The Draenei looked at the fur, and then the knife. The light of the fires and the brazier gave her skin a slight shimmering effect, which Zackel noticed more due to his high-alert state than anything else.

"…I'm sorry." The Draenei said, putting the knife down. "You didn't deserve that…you didn't deserve any of my crap. I just…" The Draenei said, sighing. "It's been a very bad day."

"No fooling." Zackel said.

"No, wait." The Draenei said, looking up. "Please don't retreat into bitter sarcasm. We have to stand each other's company for a time, I'd rather not spend it at each other's throats."

"…okay, who are you, and what did you do with the other Draenei?" Zackel blurted out. He closed his eyes with a wince as the softness that had come over the Draenei's face vanished, the familiar acerbity returning.
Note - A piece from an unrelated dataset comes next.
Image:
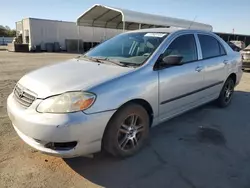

"Have trouble controlling your tongue, don't you human."

"Some have said that." Zackel said, opening his eyes. "My turn. Sorry. You're right."

"Come here." The Draenei said, gesturing with a hand. Zackel pushed himself up, semi-crawling back over to the Draenei as she checked the blanket she'd given him before turning her gaze back in his direction.

"I'm Rielle." The Draenei said, offering her hand.

"…Zackel Wintersoul." Zackel said, taking Rielle's hand. She had a surprisingly soft grip. "My friends call me Kel."

"Nice to meet you…Zack." The Draenei said with a mildly cold and wry expression.

"This is for my last comment, isn't it."

"Mmmm-hmmmm." Rielle said, removing her hand as she gathered up her blankets again. "Get some sleep. Tomorrow you're going to use those fancy mage powers to clean out those stairwells. Then you're going to go out on the roof and make sure it doesn't get so weighed down with snow that it doesn't collapse on our heads. And while you're up there, you can try and stop this damn blizzard. Yes, you said you can't. You're still going to TRY. And then maybe we'll do some other work. I'm not sitting on my rear end counting the cracks in the wall while we're housed here."

"Right…" Zackel said, getting up and heading to his own bedding. "Joy."

"Don't make me wake you up at the crack of dawn, Zack."

"How would you even TELL?"

"I'm good at these sorts of things."

"Why do I suspect that anything that makes my life difficult you'll be good at?" Zackel murmured to himself, shrugging off his robe before he climbed into bed.

"I heard that."

"Oh damn it I thought those were horns, not ears."